The Porsche bumper sticker always makes me smile when I see it on my friend Dan’s 30-year-old, clapped out Bedford mini-van. Mind you it overnights between two proper Porsches on his driveway.
Oddly he’s one of the most self-effacing individuals I know having worked hard to build his prospering property business. This involved him taking measured and calculated risks while supporting his family along the way. And as with so many clients it’s his passion for the work that’s the real driving force behind his success.
However, the reason that I smile at his bumper sticker is not the irony of the wording but his rationale for owning the van in the first place.
I see it as managing the right outcome.
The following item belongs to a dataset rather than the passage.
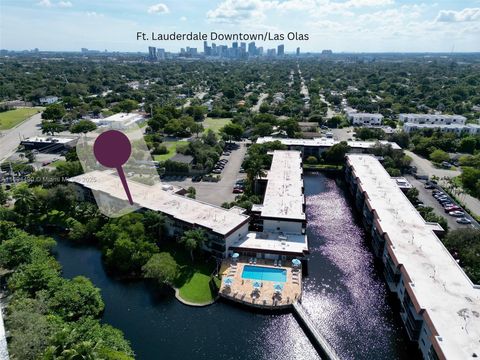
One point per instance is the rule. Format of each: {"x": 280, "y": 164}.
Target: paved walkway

Dan has two large dogs that need plenty of walking in the distant countryside. His hobby is music which means he also drives around a load of kit and so he needs a vehicle that can manage it all without giving him cause to worry.
Outcomes define investment strategy
At TACIT we like to think that having an outcome focus like this is crucial when designing an investment strategy for a client. First of all we try to make it simple, like Dan’s van, and then we focus on an outcome that also shouldn’t cause sleepless nights.
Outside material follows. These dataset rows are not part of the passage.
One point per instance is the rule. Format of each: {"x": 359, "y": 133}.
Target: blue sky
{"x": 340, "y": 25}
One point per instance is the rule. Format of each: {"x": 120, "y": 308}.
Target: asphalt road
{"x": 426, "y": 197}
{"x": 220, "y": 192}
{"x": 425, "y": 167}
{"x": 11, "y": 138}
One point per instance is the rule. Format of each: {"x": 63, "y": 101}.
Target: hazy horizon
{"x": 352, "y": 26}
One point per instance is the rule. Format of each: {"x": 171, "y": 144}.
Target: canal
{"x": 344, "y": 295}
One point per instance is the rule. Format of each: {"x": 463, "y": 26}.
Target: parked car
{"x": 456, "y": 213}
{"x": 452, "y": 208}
But what about the Porsche? Well we believe that Dan’s van is the stabiliser. It just steadily gets on with things and fulfils all of his needs. While the Porsche helps him enjoy the growth of his business offering a reminder of his achievements. The bottom line is both vehicles allow Dan to realise the right outcomes. It’s a simple method and a straightforward approach.
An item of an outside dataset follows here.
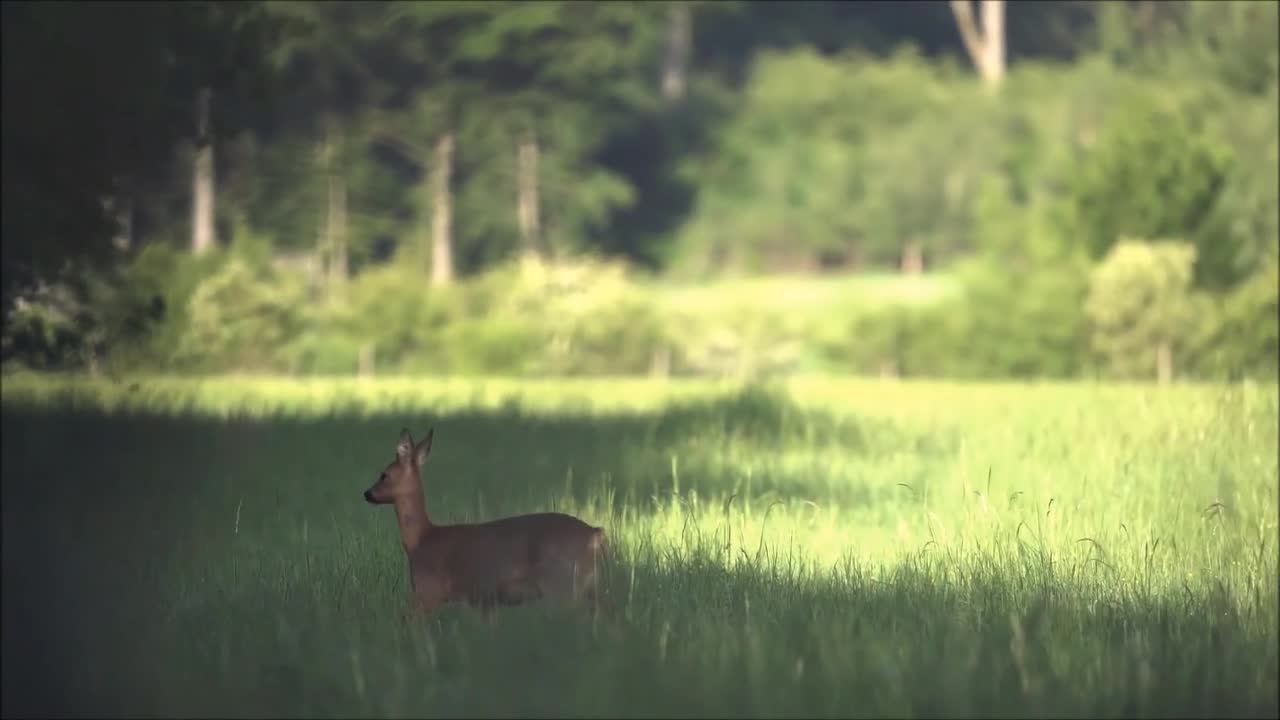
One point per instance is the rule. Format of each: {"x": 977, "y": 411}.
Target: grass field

Over time simplicity seems to have disappeared from the makeup of effective investment outcomes for client’s portfolios. Here, we’re keen to ensure that we revisit the basic principles of looking to outcomes in an unambiguous and clear manner for our clients and their advisers.
Stabiliser / Risk Approach. 3 Year to 31/10/2018
Often this may be seen as superficial as we’ve distilled core factors for their consistent outcomes into strategies that best match a client’s needs. The technical bit is Tacit’s proprietary investment management process. This considers “factor” mean reversion over investment and economic cycles and brings together the elements of the asset allocation road map highlighted above. You could take this as the stabilisers and core areas of building a growth portfolio.
Conviction, focus and a degree of contrarian thinking
Whilst navigating towards a client’s outcome as opposed to just focussing on relative performance, we find that this provides strong relative and risk-adjusted results over the long term.
However, it’s important to balance outcomes with delivering the right service levels because every client is unique. Complementing their needs is also essential as we shape or provide bespoke inputs.
Some common elements here might be:
» Effective management of appropriate investments across respective tax wrappers
» Management at relationship levels rather than individual portfolios
» Capital Gains optimisation and management across relationships, whilst remaining within the confines of suitability
» Cherished holdings management
» Investment style preferences
» Intergenerational coaching and wealth transition
Why are outcomes important?
Family wealth is increasingly the momentum of importance and over the last several years has become hugely more portable both from a tax efficient and also ease of transition perspective. Outcomes are no longer relative but defined by client’s family needs, this is extremely important for advisers as it builds longer term intergenerational relationships and also longevity of the multi-generational advice model.
It also may require support from investment management professionals in shaping and helping both with communication, coaching and management.
To paraphrase Warren Buffett’s understanding of complement: “It’s easier to look back than look into the future”
Here at Tacit we believe having a focus on an outcome is a must and our man Dan with his van, and we forgot to mention his three daughters, is the textbook example.